OBDII connections, Windows 10/11, Android or emulation - a discussion and some questions

I have been fidgeting with RD, Windows, Android and both Bluetooth and ODBII to USB devices, and I have some observations and some questions.

No matter the PC specs or whether I use BT or USB OBDII adaptors, I get latency issues as compared directly with, say, an android tablet or phone.

What I mean is that with a cheap 50 dollar Amazon tablet and a 17 dollar OBDII BT device, I get flawless response; but with a wired USB OBDII device and a quad-core 6th gen i5 PC with NVME drive and 16GB ddr4 ram sees latency issues in a bare-bones Win 11 install. Oddly enough, the BT device gets slightly better response than the wired OBDII reader in Windows.

Question 1: Anyone else see something similar, where the PC version of RD doesn’t run as well as the Android version? Devs, is this the case, or am I experiencing latency likely based on my specific hardware setup?

So my assumption based on my observations is that the Android version runs better than the Windows version. I assume this has to do with the architectures of both OSs, and the fact that the app was likely developed on Android and ported to Windows.

A decent PC can run android emulation fairly well. If RD does indeed run better on android… maybe running RD on an android emulator (say, bluestacks) would make RD run better on my PC setup? Anyone (Devs included) have any experience with this?
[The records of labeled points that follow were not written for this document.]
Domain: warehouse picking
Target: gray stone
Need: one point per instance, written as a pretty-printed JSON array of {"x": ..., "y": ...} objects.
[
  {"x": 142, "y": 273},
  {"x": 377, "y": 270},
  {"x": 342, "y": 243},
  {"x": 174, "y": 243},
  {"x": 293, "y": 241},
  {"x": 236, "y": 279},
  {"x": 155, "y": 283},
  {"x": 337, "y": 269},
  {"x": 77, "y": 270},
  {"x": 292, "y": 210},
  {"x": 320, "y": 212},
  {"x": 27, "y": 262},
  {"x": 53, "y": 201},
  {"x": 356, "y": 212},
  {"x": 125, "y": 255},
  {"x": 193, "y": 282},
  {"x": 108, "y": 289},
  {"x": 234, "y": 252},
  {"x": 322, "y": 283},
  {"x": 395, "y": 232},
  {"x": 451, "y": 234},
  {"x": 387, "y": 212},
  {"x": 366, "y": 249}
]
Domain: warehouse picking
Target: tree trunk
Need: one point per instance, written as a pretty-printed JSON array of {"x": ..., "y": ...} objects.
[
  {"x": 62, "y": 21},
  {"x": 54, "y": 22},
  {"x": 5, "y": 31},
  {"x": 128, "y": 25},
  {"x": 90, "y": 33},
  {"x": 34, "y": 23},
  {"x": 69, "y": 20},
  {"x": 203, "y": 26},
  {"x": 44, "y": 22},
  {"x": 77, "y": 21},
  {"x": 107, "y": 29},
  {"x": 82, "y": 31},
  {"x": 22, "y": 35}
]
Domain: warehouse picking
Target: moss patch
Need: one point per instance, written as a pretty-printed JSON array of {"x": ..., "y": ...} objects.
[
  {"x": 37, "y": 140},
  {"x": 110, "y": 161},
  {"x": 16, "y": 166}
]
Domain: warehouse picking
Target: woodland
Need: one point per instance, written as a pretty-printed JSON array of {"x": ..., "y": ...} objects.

Also, on the emulation aspect… would it be better to run emulation on a Win 10 PC with a super slimmed-down OS (far less bloat and far fewer background tasks), or on Win 11, which can run Android apps natively?

I look forward to further discussion and testing.

Personally, I have not really experienced such slowdowns on Windows. I do all RealDash development on Windows computer, and in daily bases I use CAN-USB adapters and throughput of CAN frames is the same as on Android.

In theory, the USB/Bluetooth connection on Windows can be little bit slower as UWP (Universal Windows Platform) serial/Bluetooth APIs are a terrible mess. We would be happy to move away from UWP, but unfortunately we are stuck on that because of the Microsoft Store integration and support for Windows IoT.

Still, to my experience, the slowest part is always the device that is sending data to RealDash.